More recently you’ve been working on the Nature & Politics series, which you are currently showing at Marian Goodman Gallery. What’s your fascination with research labs, aerospace sites, and technology centers?
The subjects came from contemporary yet mostly political questions—what is progress and why are we not progressing as much in the sociopolitical field as we are in the technological field? It’s a big frustration, and one that’s bothered me for years. I have voted for the Green Party in Germany from the time they were founded and I’m committed to improving the treatment of our environment. It could be a stimulant for invention, such as solar energy and wind turbines. I’m concerned about how the world has developed since the Industrial Revolution. I wanted to make pictures of this emotional entanglement with technology—to open the door and see what these things look like.
You’re also showing some very moving portraits of dead zoo animals. How do they fit in?

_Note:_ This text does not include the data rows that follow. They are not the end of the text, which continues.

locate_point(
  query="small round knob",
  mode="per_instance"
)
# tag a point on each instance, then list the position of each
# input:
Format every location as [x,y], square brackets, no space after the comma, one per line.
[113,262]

While working on the photographs of technology I did three pictures that had to do with medical situations—operations in which the human body and technology really came close together—so in a way I was already working close to death. In the process of making one of the pictures I met someone who told me about the Leibniz Institute for wildlife research in Berlin and showed me some photos of a crocodile and a tiger being dissected. It really fascinated me, so one day I went there and met with a biologist and started making these pictures. They’re a memento mori, a reflection on mortality, which is something artists make at certain moments in their lives. Life is limited, and to be alive is a gift.

Thomas Struth: New Works is on view at Marian Goodman Gallery, New York, from November 14 to December 27.